Federal banking regulators recently adopted an addendum to the “Interagency Policy Statement on Income Tax Allocation in a Holding Company Structure”, addressing income tax allocation agreements between bank holding companies and insured depository institutions (IDI). The purpose of this guidance is to clarify that an agency relationship exists between a bank holding company and its IDIs and to help reduce confusion regarding ownership of tax refunds.

The addendum instructs holding companies and their subsidiary IDIs to review and revise their tax allocation agreements to ensure that the agreements expressly acknowledge that the holding company receives a tax refund from a taxing authority as agent for the IDI, and do not contain other language to suggest a contrary intent. The agreements should also be consistent with certain of the requirements of sections 23A and 23B of the Federal Reserve Act (FRA). Specifically, section 23B of the FRA requires a holding company to promptly transmit tax refunds received from a taxing authority to its subsidiary IDI.
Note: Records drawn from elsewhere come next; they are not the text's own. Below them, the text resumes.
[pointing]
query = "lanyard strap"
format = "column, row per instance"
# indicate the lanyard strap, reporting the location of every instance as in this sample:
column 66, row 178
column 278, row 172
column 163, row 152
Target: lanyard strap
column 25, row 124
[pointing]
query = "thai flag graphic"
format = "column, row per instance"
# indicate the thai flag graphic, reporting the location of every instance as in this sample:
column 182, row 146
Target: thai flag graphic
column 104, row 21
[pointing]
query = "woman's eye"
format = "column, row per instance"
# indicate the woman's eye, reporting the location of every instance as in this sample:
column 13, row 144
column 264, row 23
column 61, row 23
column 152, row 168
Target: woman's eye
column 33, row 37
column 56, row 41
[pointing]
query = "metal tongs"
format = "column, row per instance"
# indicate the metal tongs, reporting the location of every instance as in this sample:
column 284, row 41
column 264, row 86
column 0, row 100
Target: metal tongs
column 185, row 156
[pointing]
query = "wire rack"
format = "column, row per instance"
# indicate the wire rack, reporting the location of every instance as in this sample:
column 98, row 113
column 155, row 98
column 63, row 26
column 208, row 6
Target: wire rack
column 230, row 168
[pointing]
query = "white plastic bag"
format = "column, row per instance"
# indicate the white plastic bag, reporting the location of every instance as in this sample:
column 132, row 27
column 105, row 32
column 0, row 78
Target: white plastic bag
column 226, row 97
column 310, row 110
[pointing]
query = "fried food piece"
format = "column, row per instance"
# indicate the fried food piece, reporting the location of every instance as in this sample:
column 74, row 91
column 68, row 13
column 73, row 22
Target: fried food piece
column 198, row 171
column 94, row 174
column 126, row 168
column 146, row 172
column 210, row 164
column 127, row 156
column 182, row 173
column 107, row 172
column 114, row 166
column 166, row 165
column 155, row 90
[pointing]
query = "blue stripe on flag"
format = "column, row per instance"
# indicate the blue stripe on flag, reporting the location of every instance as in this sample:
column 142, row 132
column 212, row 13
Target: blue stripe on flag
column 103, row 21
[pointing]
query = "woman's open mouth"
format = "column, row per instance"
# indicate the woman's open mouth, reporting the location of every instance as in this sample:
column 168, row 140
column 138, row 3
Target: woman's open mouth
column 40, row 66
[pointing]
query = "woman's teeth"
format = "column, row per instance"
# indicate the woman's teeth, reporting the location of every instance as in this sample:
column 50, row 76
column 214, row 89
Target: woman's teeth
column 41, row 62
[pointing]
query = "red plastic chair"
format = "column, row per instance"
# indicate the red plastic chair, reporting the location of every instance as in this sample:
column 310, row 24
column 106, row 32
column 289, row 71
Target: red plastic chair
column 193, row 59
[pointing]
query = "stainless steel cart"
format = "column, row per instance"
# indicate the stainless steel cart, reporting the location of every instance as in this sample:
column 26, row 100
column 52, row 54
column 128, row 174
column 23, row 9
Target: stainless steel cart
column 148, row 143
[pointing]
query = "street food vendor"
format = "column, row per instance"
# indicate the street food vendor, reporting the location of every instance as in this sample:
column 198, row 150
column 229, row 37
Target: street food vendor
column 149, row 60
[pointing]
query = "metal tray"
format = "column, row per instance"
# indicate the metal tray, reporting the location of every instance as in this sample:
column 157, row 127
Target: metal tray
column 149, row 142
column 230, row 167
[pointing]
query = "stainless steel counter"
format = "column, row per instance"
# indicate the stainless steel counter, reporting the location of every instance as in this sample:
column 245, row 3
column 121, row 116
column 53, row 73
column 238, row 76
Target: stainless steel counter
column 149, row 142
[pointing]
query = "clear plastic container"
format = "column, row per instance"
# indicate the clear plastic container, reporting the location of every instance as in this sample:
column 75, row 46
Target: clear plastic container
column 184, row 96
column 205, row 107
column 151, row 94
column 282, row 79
The Addendum included a sample paragraph that can be incorporated into a tax sharing agreement, which the Agencies generally would deem to fulfill the requirements of the addendum and sections 23A and 23B of the FRA:

“The [holding company] is an agent for the [IDI and its subsidiaries] (the “Institution”) with respect to all matters related to consolidated tax returns and refund claims, and nothing in this agreement shall be construed to alter or modify this agency relationship. If the [holding company] receives a tax refund from a taxing authority, these funds are obtained as agent for the Institution. Any tax refund attributable to income earned, taxes paid, and losses incurred by the Institution is the property of and owned by the Institution, and shall be held in trust by the [holding company] for the benefit of the Institution. The [holding company] shall forward promptly the amounts held in trust to the Institution. Nothing in this agreement is intended to be or should be construed to provide the [holding company] with an ownership interest in a tax refund that is attributable to income earned, taxes paid, and losses incurred by the Institution. The [holding company] hereby agrees that this tax sharing agreement does not give it an ownership interest in a tax refund generated by the tax attributes of the Institution.”

Institutions and holding companies should immediately review their tax allocation agreements and implement this policy statement as soon as reasonably possible, but no later than October 31, 2014.

This guidance does not apply to S corporations or any other institutions that are not subject to corporate income taxes.